Y es que la palabra, en ese fluir constante que representa el entrar en contacto con una y mil almas, va formando a la persona. La va construyendo hasta que, en un momento dado, cada uno elige de los cientos de vocablos los que formarán su íntimo y personal acervo.
Las palabras, dice el periodista Álex Grijelmo, “atesoran significados a menudo ocultos para el intelecto humano”. Cada palabra, en su extensión y profundidad, penetra de manera particular en el individuo. Puede adentrarse en los recovecos del sentimiento y entonces ni siquiera la mente humana puede llegar a alcanzar la dimensión de su sentido.
Es fascinante reflexionar en nuestro primer encuentro con las palabras. Cuando ellas se nos colocaban como en una bandeja, los párvulos que fuimos y los que ahora lo son, empezamos a tratar de entender el mundo adulto de acuerdo con la composición y estructura de las oraciones.
Muy de acuerdo en lo que comparte el mismo Grijelmo. Los niños componen con la lógica de la estructura de una palabra y por eso es que no saben de verbos irregulares, recalcados luego con insistencia por los mayores: “No se dice ‘yo cabo’, sino ‘yo quepo’. Ellos razonan de acuerdo con las estructuras oídas.
Hay en los textos de Grijelmo un concepto que describe como los sonidos seductores. Son esos sonidos particulares que dicen, que dicen mucho. Se refiere entre ellos a las vocales. Cuando se refiere a la letra “u”, reflexiona en su poder de “luz”. La empleamos, entonces, en palabras como “fulgor, fulgurante, iluminar, luminaria”.

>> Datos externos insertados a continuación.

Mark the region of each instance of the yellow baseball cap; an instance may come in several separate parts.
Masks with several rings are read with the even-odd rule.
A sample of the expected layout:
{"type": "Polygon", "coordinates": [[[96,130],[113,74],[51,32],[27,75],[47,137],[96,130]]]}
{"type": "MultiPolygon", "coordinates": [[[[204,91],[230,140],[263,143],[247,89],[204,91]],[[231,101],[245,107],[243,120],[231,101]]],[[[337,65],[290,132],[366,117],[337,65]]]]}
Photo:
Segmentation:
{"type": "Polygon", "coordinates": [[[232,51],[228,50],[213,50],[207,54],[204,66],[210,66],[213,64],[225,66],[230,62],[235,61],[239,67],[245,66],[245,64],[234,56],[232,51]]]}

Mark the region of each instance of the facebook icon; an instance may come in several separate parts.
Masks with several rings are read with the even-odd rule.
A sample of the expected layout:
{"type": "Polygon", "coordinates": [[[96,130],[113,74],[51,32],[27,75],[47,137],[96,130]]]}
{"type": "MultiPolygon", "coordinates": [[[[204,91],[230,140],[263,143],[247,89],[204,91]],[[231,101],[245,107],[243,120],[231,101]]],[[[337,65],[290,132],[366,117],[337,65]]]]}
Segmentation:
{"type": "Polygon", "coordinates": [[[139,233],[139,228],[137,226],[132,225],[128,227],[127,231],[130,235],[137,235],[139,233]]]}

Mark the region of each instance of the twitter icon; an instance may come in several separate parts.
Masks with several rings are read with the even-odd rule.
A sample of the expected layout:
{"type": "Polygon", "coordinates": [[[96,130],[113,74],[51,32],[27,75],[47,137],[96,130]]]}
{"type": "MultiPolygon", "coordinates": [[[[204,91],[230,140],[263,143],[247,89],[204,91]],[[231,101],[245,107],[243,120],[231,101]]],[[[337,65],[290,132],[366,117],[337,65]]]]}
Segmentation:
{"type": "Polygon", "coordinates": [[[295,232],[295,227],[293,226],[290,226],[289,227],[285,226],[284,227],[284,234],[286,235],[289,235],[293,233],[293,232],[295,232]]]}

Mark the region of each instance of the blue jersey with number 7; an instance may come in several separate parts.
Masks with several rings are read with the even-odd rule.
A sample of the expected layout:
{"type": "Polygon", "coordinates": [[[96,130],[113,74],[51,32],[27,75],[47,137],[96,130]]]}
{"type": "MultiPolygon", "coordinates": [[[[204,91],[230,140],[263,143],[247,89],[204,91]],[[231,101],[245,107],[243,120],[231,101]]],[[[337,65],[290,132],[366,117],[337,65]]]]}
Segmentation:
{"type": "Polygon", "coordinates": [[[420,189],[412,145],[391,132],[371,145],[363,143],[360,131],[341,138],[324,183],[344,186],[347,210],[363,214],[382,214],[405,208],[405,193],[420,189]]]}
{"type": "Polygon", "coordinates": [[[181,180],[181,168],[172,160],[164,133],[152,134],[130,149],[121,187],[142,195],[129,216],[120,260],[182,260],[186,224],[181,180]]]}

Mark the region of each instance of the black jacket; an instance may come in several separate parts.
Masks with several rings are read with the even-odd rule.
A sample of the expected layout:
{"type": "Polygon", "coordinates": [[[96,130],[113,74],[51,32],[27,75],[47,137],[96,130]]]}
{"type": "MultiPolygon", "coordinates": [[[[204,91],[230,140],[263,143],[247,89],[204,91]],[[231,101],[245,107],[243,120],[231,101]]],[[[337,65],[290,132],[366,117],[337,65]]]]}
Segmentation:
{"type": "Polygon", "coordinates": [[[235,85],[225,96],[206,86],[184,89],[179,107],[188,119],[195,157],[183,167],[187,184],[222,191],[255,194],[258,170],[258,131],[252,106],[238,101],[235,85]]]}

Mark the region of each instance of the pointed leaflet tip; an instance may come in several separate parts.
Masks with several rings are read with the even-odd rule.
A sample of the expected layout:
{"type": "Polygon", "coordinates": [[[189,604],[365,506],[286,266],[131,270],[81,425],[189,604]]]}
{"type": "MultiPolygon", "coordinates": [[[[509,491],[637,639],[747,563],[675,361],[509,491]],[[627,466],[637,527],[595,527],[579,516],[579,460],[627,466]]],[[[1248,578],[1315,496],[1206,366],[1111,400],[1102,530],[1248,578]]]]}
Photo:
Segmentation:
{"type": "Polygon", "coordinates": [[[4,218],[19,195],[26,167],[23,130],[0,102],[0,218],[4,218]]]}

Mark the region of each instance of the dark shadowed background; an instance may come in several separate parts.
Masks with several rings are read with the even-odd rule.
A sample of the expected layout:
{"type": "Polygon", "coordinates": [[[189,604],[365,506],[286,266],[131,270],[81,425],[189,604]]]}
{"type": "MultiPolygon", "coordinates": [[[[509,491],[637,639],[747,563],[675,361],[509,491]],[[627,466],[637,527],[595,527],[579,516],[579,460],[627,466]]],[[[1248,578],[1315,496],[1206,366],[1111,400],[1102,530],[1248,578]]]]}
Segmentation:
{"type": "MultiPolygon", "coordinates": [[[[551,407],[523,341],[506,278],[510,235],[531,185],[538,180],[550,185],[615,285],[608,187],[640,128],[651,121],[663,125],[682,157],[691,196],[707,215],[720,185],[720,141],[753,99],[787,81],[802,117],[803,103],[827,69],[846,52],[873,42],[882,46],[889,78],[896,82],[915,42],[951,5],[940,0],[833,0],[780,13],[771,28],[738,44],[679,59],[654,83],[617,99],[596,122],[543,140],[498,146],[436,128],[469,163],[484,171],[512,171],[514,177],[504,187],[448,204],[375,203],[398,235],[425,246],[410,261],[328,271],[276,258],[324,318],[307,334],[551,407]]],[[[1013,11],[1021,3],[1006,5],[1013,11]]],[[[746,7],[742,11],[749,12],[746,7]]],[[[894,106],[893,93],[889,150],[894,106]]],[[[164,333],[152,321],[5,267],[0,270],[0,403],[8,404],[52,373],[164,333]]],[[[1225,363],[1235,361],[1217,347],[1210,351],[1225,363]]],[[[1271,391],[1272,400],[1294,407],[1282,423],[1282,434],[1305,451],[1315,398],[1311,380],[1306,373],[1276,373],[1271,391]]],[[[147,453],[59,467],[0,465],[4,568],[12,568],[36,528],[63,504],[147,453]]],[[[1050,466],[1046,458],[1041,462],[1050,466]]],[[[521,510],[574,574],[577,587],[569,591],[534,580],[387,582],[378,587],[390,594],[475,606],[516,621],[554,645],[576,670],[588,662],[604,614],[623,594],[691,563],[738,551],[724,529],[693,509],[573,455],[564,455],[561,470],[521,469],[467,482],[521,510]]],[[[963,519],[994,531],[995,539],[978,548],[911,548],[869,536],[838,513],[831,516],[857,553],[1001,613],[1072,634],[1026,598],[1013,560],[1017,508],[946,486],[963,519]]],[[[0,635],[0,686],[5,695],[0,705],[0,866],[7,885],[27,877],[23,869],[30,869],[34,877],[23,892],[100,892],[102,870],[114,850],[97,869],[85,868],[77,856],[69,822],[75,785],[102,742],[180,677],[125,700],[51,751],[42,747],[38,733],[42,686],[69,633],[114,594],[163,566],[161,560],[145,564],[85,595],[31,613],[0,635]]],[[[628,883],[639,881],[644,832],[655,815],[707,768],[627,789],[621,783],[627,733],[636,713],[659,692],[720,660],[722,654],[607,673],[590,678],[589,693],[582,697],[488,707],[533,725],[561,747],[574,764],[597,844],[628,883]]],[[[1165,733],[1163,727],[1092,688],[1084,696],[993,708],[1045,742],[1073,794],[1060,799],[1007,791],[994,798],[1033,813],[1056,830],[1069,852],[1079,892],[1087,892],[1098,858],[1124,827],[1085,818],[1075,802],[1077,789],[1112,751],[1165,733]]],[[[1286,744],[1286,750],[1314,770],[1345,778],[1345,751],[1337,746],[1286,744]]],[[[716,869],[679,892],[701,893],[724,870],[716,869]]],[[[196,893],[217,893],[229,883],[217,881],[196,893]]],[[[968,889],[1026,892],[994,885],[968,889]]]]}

Las reflexiones entorno de la “i” resultan entrañables. Dice que esos sonidos seductores se apropian de colores y tamaños. En el caso de la i, el color es el amarillo. Y es así, ilustra, con palabras como marchito, trigo, rubio, lívido.
Y para el caso del tamaño: “La letra ‘i’ se ha apropiado del mensaje de lo pequeño, con decenas de palabras que muestran lo diminuto gracias a ella.
“Una ‘i’ arrullada por alguna eme o ene le dan un punto afectuoso: ínfimo, infantil, infinitesimal, mínimo…”.
Más adelante, el mismo Grijelmo apunta que los diminutivos “adornan con la ‘i’ no por casualidad: la ‘i’ tónica de –ico, –ito, –illo…”. Así, casita; así, parquecillo… “Algo”, dice Grijelmo, “hubo en el ambiente de los hablantes del siglo 14 cuando se decidió por la letra más fina del alfabeto, el sonido más delgado, para pensar en su uso. Una identificación, dice, entre las íes y sus afectos.
Nosotros retomamos esa reflexión para referirnos a “Saltillo”. Esta nuestra palabra madre, la que nos cobijó desde niños, bajo cuyo cielo transitamos hoy, vista bajo la perspectiva de una identificación con el afecto. Muy diferente a lo que ocurre en el caso de la a, la que, en términos de tamaño, lo que hace es “agrandar”: así, grandilocuente, aparatoso, ampuloso o faraónico, siguiendo al periodista español.
Esa nueva manera de observar la palabra que da nombre a nuestra ciudad hace que el cariño hacia la patria chica se crezca aún más. Nuestra ciudad, en nuestros afectos, y una letra, la “i”, que nos ofrece una bella interpretación de ello.